Parisi Silvia, Monzeglio Clara, Attini Rossella, Biolcati Marilisa, Masturzo Bianca, Mensa Manuela, Mischinelli Marina, Pilloni Eleonora, Todros Tullia
Department of Obstetrics and Gynaecology, Sant'Anna Hospital, University of Turin, Via Ventimiglia 3, Turin, Italy.
BMC Pregnancy Childbirth. 2017 Jul 1;17(1):209. doi: 10.1186/s12884-017-1392-7.
The aim of the present study is to test the hypothesis that Growth Restricted foetuses (FGR) have the tendency to develop more pathological cardiotocograpic tracings during labour than do appropriate for gestational age foetuses and that there is a shorter time lapse from the beginning of labour and the advent of a pathological cardiotocograpic tracing.
The study was carried out at the Maternal-Foetal Medicine Unit of the Sant'Anna University Hospital, Turin, Italy. A total of 930 foetuses born at term between January and December 2012 were analysed: 355 small for gestational age (SGA) comprising both constitutional small for gestational age and growth restricted foetuses (cases group) and 575 Appropriate for Gestational Age (AGA) foetuses (control group). Tracings were evaluated independently by two obstetric consultants, according to the International Federation of Gynaecology and Obstetrics (FIGO) classification. The main outcomes considered were the incidence of pathological cardiotocograpic tracings and the time interval between the beginning of labour and the advent of pathological cardiotocograpic tracing. The Student's t-test, chi-square test and ANOVA were used for comparisons between cases and controls and amongst groups. Significance was set at <0.05. Univariate and multivariate odds-ratios were calculated.
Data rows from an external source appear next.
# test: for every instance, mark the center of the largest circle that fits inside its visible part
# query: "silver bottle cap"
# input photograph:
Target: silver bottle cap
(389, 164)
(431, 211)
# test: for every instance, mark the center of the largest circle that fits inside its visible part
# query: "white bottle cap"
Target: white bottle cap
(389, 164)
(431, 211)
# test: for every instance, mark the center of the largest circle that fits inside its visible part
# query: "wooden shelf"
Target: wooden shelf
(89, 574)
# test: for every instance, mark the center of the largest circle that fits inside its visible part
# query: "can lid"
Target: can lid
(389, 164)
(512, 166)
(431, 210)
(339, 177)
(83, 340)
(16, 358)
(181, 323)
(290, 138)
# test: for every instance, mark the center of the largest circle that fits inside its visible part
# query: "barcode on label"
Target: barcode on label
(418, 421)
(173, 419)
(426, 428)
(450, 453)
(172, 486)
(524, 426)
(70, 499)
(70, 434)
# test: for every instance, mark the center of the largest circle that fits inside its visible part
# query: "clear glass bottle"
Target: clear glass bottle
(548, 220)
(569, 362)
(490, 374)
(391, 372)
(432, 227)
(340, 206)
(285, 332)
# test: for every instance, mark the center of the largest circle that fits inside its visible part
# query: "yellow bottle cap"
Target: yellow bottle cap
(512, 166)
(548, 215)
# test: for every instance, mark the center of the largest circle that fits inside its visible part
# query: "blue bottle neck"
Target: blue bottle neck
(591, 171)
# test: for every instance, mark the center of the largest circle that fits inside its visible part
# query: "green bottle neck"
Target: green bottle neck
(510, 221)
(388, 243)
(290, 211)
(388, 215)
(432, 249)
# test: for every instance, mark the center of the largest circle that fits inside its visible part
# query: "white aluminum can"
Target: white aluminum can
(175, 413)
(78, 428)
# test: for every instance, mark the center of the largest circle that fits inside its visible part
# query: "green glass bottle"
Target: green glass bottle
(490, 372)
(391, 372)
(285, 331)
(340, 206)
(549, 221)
Foetuses with birthweight <3rd centile (growth restricted foetuses) more frequently presented pathological cardiotocograpic tracings in labour than did controls (43.8% vs. 21.6%; p < 0.001). Pathological cardiotocograpic tracing developed faster in the foetuses with birthweight <3rd centile group (53', 0'-277') than it did in the control group (170.5', 0'-550'; p < 0.05). A higher induction rate was observed in the cases (29.6%) than in the control group (17%), with statistical significance p < 0.001. To correct for this possible confounding factor a multivariate logistic regression analysis was performed. It confirmed a statistically significant increased risk of pathological cardiotocographic tracings in the FGR group (OR 1.63; CI 1.30-2.05).
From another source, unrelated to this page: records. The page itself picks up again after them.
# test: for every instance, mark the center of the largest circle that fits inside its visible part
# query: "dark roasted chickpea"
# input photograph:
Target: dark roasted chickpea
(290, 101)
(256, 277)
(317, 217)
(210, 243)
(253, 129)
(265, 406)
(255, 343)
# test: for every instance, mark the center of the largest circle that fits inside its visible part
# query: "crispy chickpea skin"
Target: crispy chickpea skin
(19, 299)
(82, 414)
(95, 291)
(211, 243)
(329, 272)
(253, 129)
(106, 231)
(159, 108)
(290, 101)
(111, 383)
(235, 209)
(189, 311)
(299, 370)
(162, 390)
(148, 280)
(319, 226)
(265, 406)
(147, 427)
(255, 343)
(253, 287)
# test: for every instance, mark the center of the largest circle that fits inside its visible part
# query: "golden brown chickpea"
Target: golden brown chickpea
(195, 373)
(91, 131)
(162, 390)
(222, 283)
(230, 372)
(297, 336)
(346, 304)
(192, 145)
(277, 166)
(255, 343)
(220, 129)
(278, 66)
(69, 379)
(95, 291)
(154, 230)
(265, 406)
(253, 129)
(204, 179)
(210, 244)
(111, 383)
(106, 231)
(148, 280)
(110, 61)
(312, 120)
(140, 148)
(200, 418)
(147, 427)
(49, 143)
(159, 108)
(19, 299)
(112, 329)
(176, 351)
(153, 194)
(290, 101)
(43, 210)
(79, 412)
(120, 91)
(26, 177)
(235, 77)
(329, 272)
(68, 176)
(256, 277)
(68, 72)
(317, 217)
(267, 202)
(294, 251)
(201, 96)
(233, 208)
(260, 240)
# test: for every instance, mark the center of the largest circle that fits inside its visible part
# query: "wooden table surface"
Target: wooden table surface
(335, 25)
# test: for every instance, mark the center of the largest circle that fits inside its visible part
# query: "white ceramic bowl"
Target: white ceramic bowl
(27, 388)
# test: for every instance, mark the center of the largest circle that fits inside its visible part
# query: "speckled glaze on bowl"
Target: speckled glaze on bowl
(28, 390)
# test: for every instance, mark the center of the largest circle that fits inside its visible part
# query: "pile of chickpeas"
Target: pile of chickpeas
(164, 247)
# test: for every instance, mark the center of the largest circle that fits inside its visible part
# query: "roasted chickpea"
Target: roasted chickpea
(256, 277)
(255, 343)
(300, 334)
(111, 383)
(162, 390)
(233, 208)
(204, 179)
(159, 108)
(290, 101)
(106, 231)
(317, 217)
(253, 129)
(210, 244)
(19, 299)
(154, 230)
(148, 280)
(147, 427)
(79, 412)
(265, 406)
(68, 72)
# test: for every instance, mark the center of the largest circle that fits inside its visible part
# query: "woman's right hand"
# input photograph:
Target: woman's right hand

The results confirm the hypothesis that Growth Restricted foetuses (FGR) have fewer oxygen reserves to deal with labour. Our results underscore the importance of the prenatal detection of these foetuses and of their continuous cardiotocographic monitoring during labour.
本研究的目的是检验以下假设:与孕周相符的胎儿相比,生长受限胎儿(FGR)在分娩期间出现更多病理性胎心监护图形的倾向,并且从分娩开始到出现病理性胎心监护图形的时间间隔更短。
该研究在意大利都灵圣安娜大学医院的母胎医学科进行。对2012年1月至12月足月出生的930例胎儿进行了分析:355例小于胎龄儿(SGA),包括体质性小于胎龄儿和生长受限胎儿(病例组)以及575例孕周相符胎儿(AGA)(对照组)。由两名产科顾问根据国际妇产科联合会(FIGO)分类独立评估监护图形。所考虑的主要结局是病理性胎心监护图形的发生率以及分娩开始至出现病理性胎心监护图形的时间间隔。采用学生t检验、卡方检验和方差分析对病例组和对照组以及各亚组之间进行比较。显著性设定为<0.05。计算单因素和多因素比值比。
出生体重低于第3百分位数的胎儿(生长受限胎儿)在分娩时出现病理性胎心监护图形的频率高于对照组(43.8%对21.6%;p<0.001)。出生体重低于第3百分位数组的胎儿病理性胎心监护图形出现得更快(53分钟,0 - 277分钟),而对照组为(170.5分钟,0 - 550分钟;p<0.05)。病例组的引产率(29.6%)高于对照组(17%),具有统计学意义p<0.001。为校正这一可能的混杂因素,进行了多因素逻辑回归分析。结果证实FGR组病理性胎心监护图形的风险显著增加(OR 1.63;CI 1.30 - 2.05)。
结果证实了生长受限胎儿(FGR)应对分娩的氧储备较少这一假设。我们的结果强调了产前检测这些胎儿以及分娩期间持续进行胎心监护的重要性。